Hubert Tubbs (November 18, 1947 - September 9, 2024) was an American vocalist, singer, and songwriter of soul, funk, and gospel and has cooperated with a number of music acts.

His debut introduction was as a lead vocalist for the band Tower of Power (also known as TOP), an American R&B-based band, originating in Oakland, California. In 1975 he replaced Lenny Williams, who had fronted the band between early 1973 and late 1974.

Tubbs became lead vocalist for TOP's 1975 album In the Slot and again appearing as lead singer for the band's 1976 tour and live album Live and in Living Color. He would serve as a co-writer on the ensuing albums Ain't Nothin' Stoppin' Us Now in 1976 with "You Ought to Be Havin' Fun" and 1978 album We Came to Play! with "Share My Life" and "Am I a Fool?".

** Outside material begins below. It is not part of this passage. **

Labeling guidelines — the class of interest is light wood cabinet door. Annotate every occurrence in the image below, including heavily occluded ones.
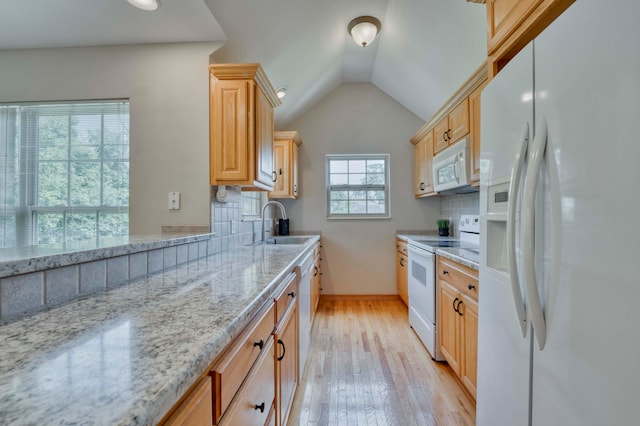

Tubbs moved from the USA to Austria at the end of the 90s, where The Horny Funk Brothers (also known as HFB) were founded in 1999 with Hubert Tubbs as frontman.

In 2007, he collaborated with The Freedom Warriors in a joint album called ... And Nothing But the Truth that featured Tubbs and Sista Sonic. In 2008 he appeared with The Johnwaynes in the EP Muzzle that featured Tubbs and in deep house artist Fritz Da Groove in the MP3 "It's Alright" / "Sunshine".

In 2014, he came to prominence again with being featured as vocalist for the French electropop trio Panzer Flower in their song "We Are Beautiful".

In 2021, The Horny Funk Brothers feat. Hubert Tubbs released the CD "Funky Is The Way We Roll".

Tubbs died in Vienna, Austria in September of 2024.

==Discography==
===Albums and EPs===
- with Tower of Power
- 1975: In the Slot
- 1976: Live and in Living Color
- with The Horny Funk Brothers
- 2021: Funky Is The Way We Roll
- Joint albums
- 2007: ... And Nothing But the Truth (The Freedom Warriors featuring Hubert Tubbs and Sista Sonic)
- 2008: Muzzle EP (The Johnwaynes featuring Hubert Tubbs)

===Singles===
- Featured in

| Year | Single | Peak positions |  |  | Album |
| FR | BEL (Vl) | BEL (Wa) |
| 2014 | "We Are Beautiful" (Panzer Flower featuring Hubert Tubbs) | 17 | 11 | 9 |  |

- Others
- 2008: "It's Alright" / "Sunshine" (Fritz Da Groove featuring Hubert Tubbs)

==In popular culture==
- in 1987, he was part of the soundtrack for the film Blind Date with the song "Crash, Bang, Boom".